Wednesday, October 14, 2009

Hibernation

I realized that every day feels the same. I am literally counting down the days until I graduate. I sleep as much as possible to make these 60-something days go faster. So far, this is working.

Right now, I'm trying to take care of all the little things I need to do to graduate. Paid library fines today = $4.50. Finally picked up my parking permit. Training to obtain German Cinema syllabus from New Zealand, and petition to have my directed research retroactively count as 4 units.

I wonder if I'll ever feel nostalgia about my "college days." Sadly, I doubt it. I really haven't enjoyed myself all that much.

I found out today I can't direct Annie at The Acting Company (which I think is totally lame). I'm trying to think of another venue, without much luck. Or maybe I could do a smaller show that doesn't require much of a set or a large cast? I really need to do something creative when I am home, or else, I will die.

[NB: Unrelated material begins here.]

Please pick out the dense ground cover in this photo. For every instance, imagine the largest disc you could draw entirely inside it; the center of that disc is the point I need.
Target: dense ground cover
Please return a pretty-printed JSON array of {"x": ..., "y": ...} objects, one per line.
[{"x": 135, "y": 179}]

But, if I don't direct a show in the summer and if I don't have to take a class at Yuba College, I might not have to stay in Yuba City for as long! Maybe just until I save up enough money to feel comfortable moving.

I realize this blog must be very boring. I am writing about very boring things. But I can look back on it and think, "Oh, so lost I was at 22! How adorable." Or maybe, "I thought I had it bad THEN!" Hopefully the former.

I feel like doing something about my secret crush and not so secret crush. What, I am not sure. I probably won't do anything about either. Not much to do. I am a pussy extraordinaire.

Hey, please don't eat turkey this Thanksgiving. That would be really nice. I'll post a blog that is a plea later. I know how everyone loves my pleas (yeah right).

I haven't said I love you to anyone lately. Ummmmmm.....I LOVE YOU.